Her insanın yakın duygusal bağlar kurmaya ihtiyacı vardır. Aşık olduğumuz kişiye
bağlanma kişiyi mutlu, huzurlu ve özgüvenli hissettirir.
Aşk, karşıdaki kişiyle özdeşleşme, onu ülküleştirme yani kendisi olmaktan çıkıp aşkının
benliğine bürünmesini içerir. Hayat artık kendisinin değil aşkının gözlerinden görünmeye
başlar. Ve bir gün gelir, bir nedenden ötürü ayrılık yaşanır.

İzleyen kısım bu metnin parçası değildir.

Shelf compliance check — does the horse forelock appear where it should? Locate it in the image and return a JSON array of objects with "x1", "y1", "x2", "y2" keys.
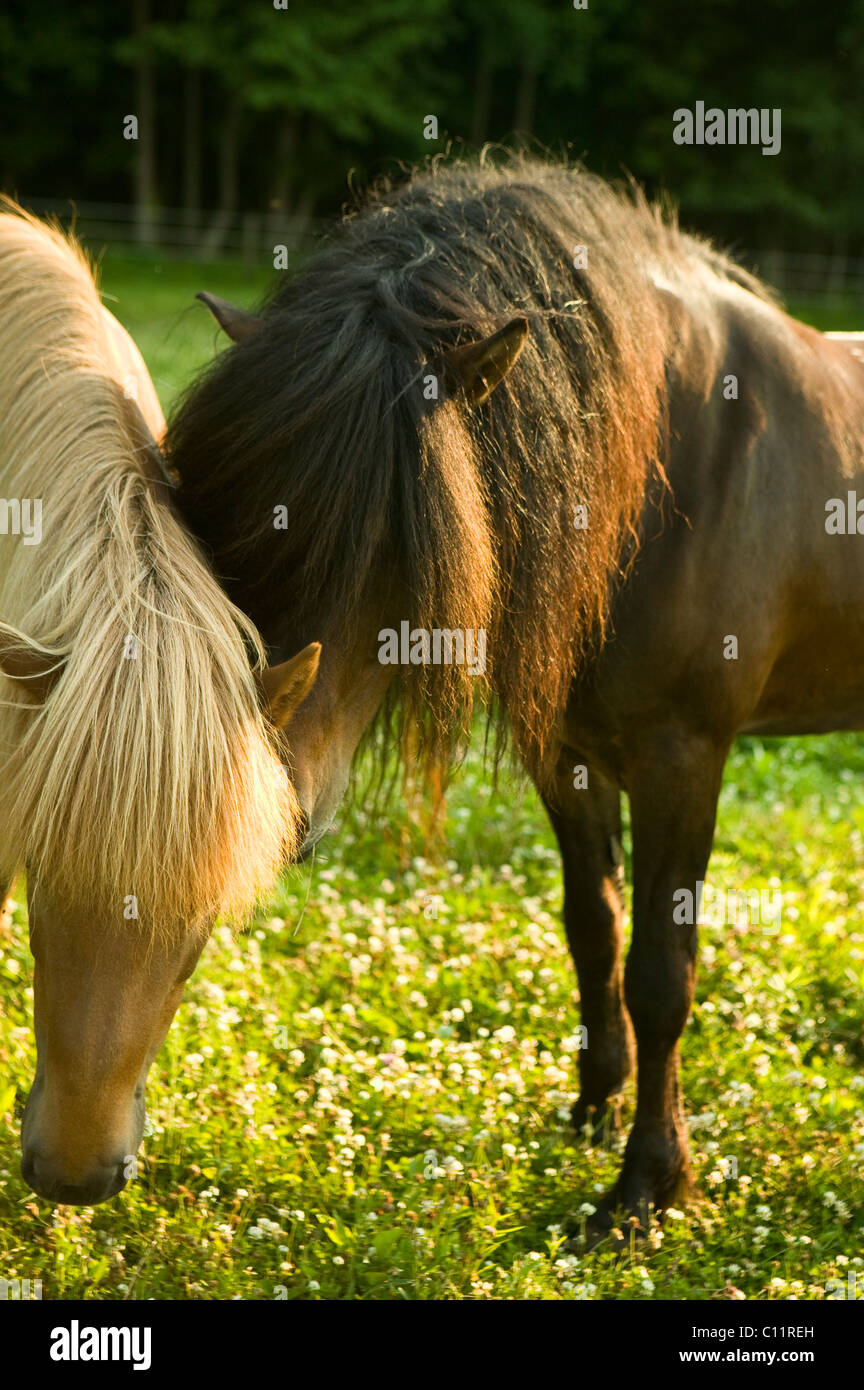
[
  {"x1": 168, "y1": 157, "x2": 758, "y2": 776},
  {"x1": 0, "y1": 201, "x2": 294, "y2": 931}
]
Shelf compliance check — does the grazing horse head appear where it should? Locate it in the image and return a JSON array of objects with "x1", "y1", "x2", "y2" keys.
[{"x1": 0, "y1": 201, "x2": 319, "y2": 1204}]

Ayrılığın ardından ne hissediyoruz?
Bu ayrılık aslında, karşımızdakinden değil, tüm benliğimizi adadığımız ve benliğimizi yok
saydığımız kendimizdendir. İşte bu nedendendir, yoğun aşk acısı çekmemiz. Aşkın birçok
türü vardır ancak en çok aşk acısı, kaygılı bağlanmanın yani sevdiğini her an kaybetmekten korkan, onu kendisinden daha çok düşünen, onun için her türlü fedakârlığı yapacak kadar gözü kararan kişiler yaşar. Aşk acısının bazı kişilerde bu denli yoğun yaşanmasınınsa çocukluğa dayanan nedenleri vardır.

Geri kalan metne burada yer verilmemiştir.